Prof MacCoun’s conclusions are far from the perception that many foreigners have of Holland as being a nonstop Haight-Ashbury street pot party. Rather, the MacCoun finds that Dutch patterns of pot use have only increased or declined modestly based on the prevalence (or absence) of coffeeshops since 1976, when the Netherlands adopted a formal policy of non-enforcement of possession and sale of less than 30 grams of cannabis (approximately an ounce).
Coffeeshops do not appear to escalate usage or lengthen the duration of time one smokes cannabis in one’s lifetime, especially when compared to pot use in the United Kingdom and the United States.

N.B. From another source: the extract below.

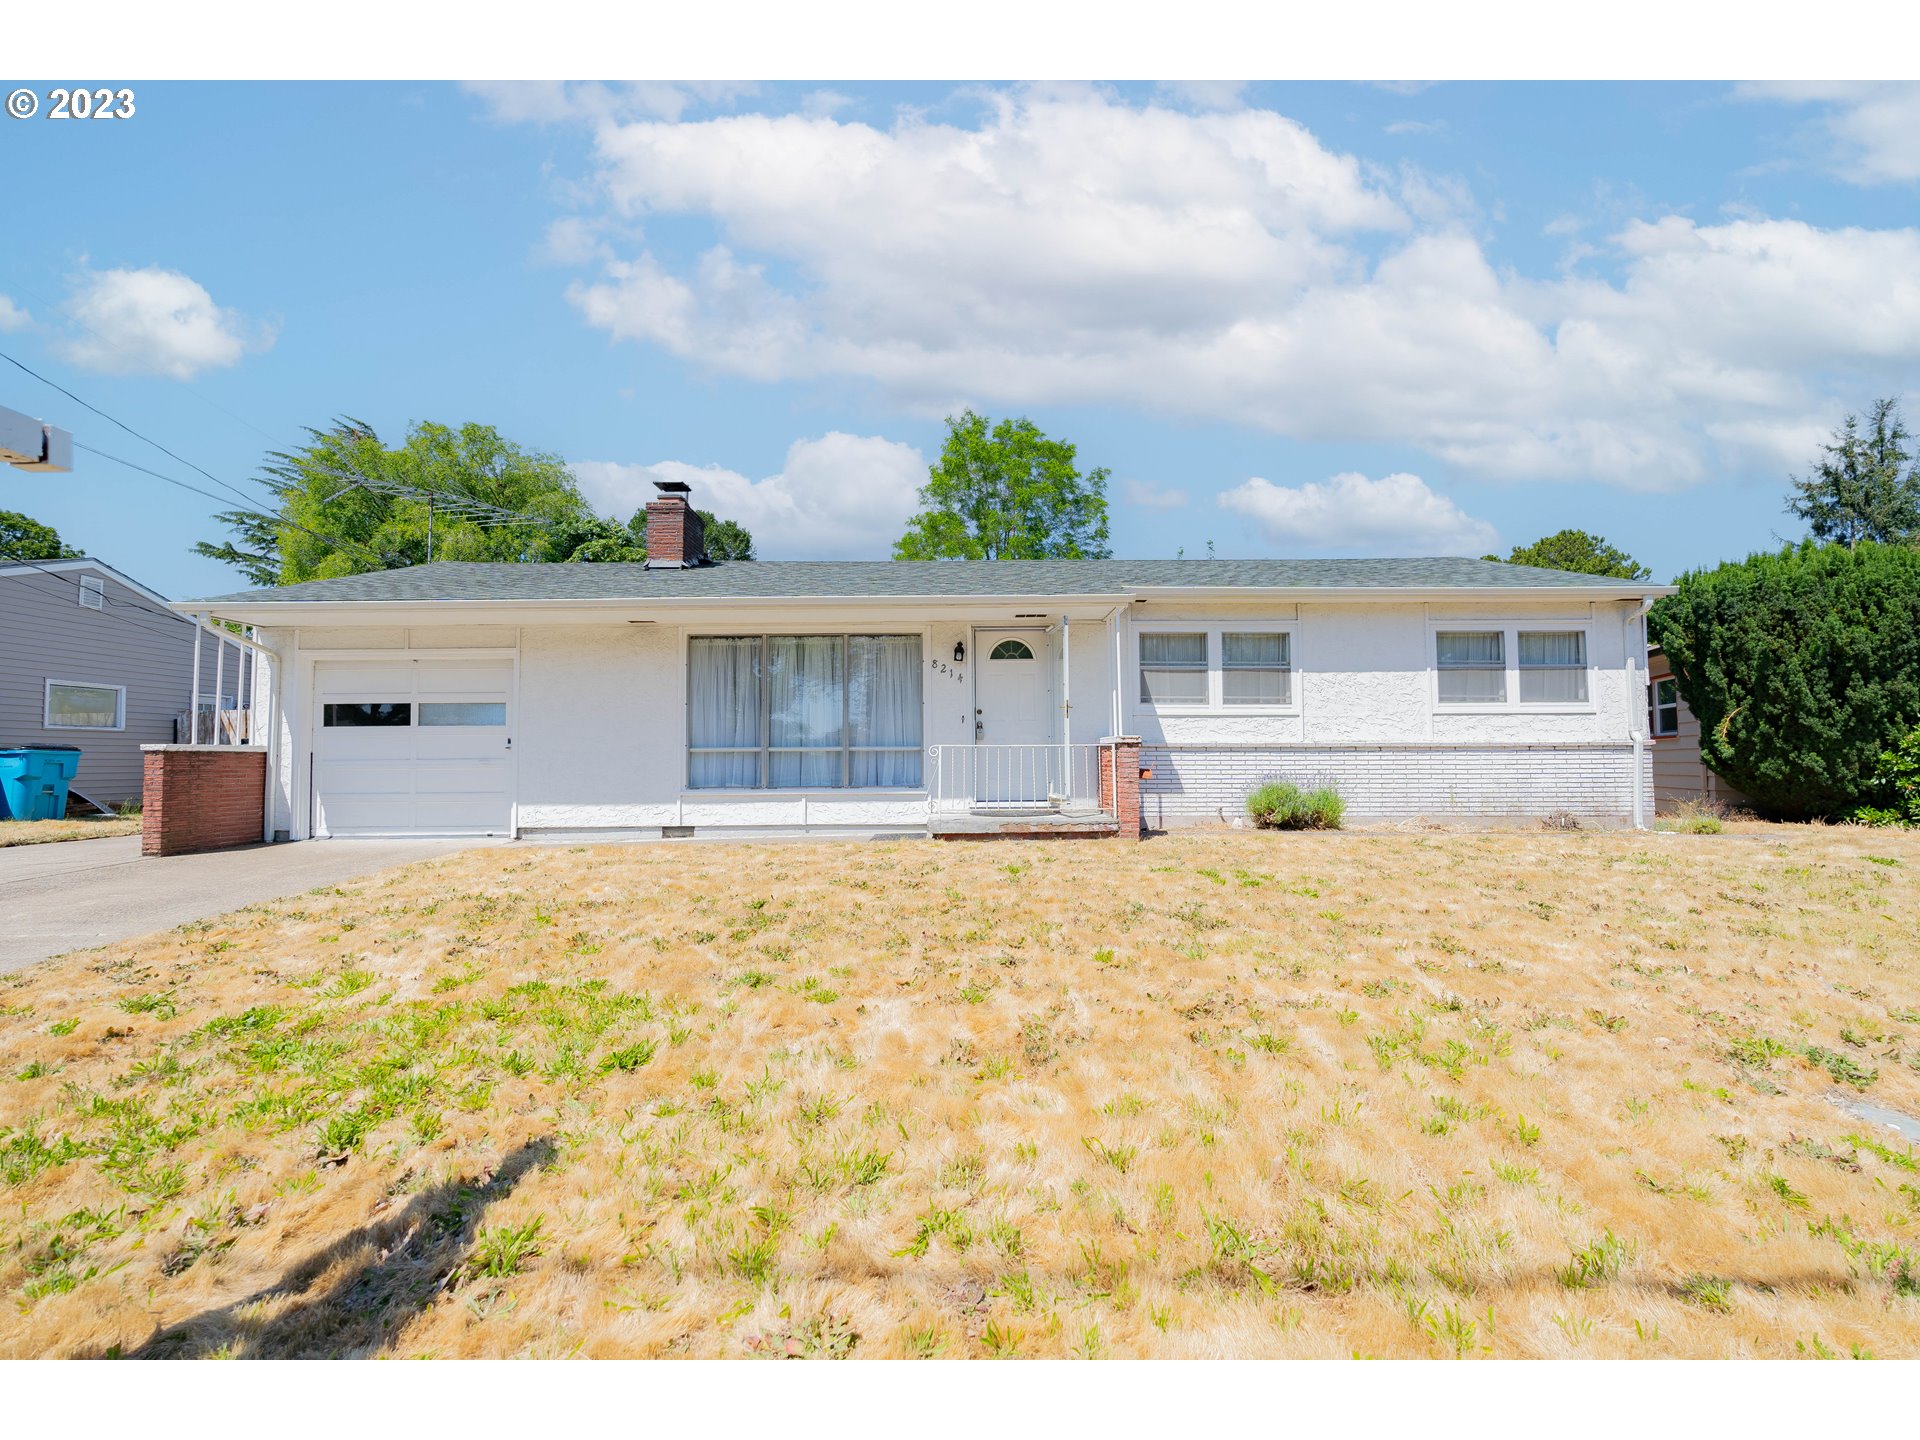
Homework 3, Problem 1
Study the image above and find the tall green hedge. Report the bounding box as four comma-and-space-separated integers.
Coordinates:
1649, 542, 1920, 819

Furthermore, the study found the Dutch were less likely to indulge in hard drugs than their European neighbors, blowing another hole in the already paper-thin “pot is a gateway drug” argument.
In fact, Prof MacCoun found that cannabis consumption in the Netherlands is actually lower than would be expected for a nation with defacto legalization, which he attributes to the high pot prices created by the coffeeshop’s “cannabis monopoly” that exists on the retail level, as opposed to outright legalization, which would inevitably drive prices lower due to increased production and competition. MacCoun also speculates that full-on legalization would increase consumption, though such speculation can only be confirmed if a nation ever shows the courage to do so.
Ultimately, while Prof MacCoun believes Dutch-like legalization would benefit the U.S., he questions whether the Dutch coffeeshop model can be applied to the legalization debate because the Dutch system is “quite different, far more nuanced…and ambiguous by design.” That ambiguity gives the Dutch government control over cannabis pricing, advertising and retail sales that would be difficult if not impossible if pot were to be fully legalized in a free-market economy.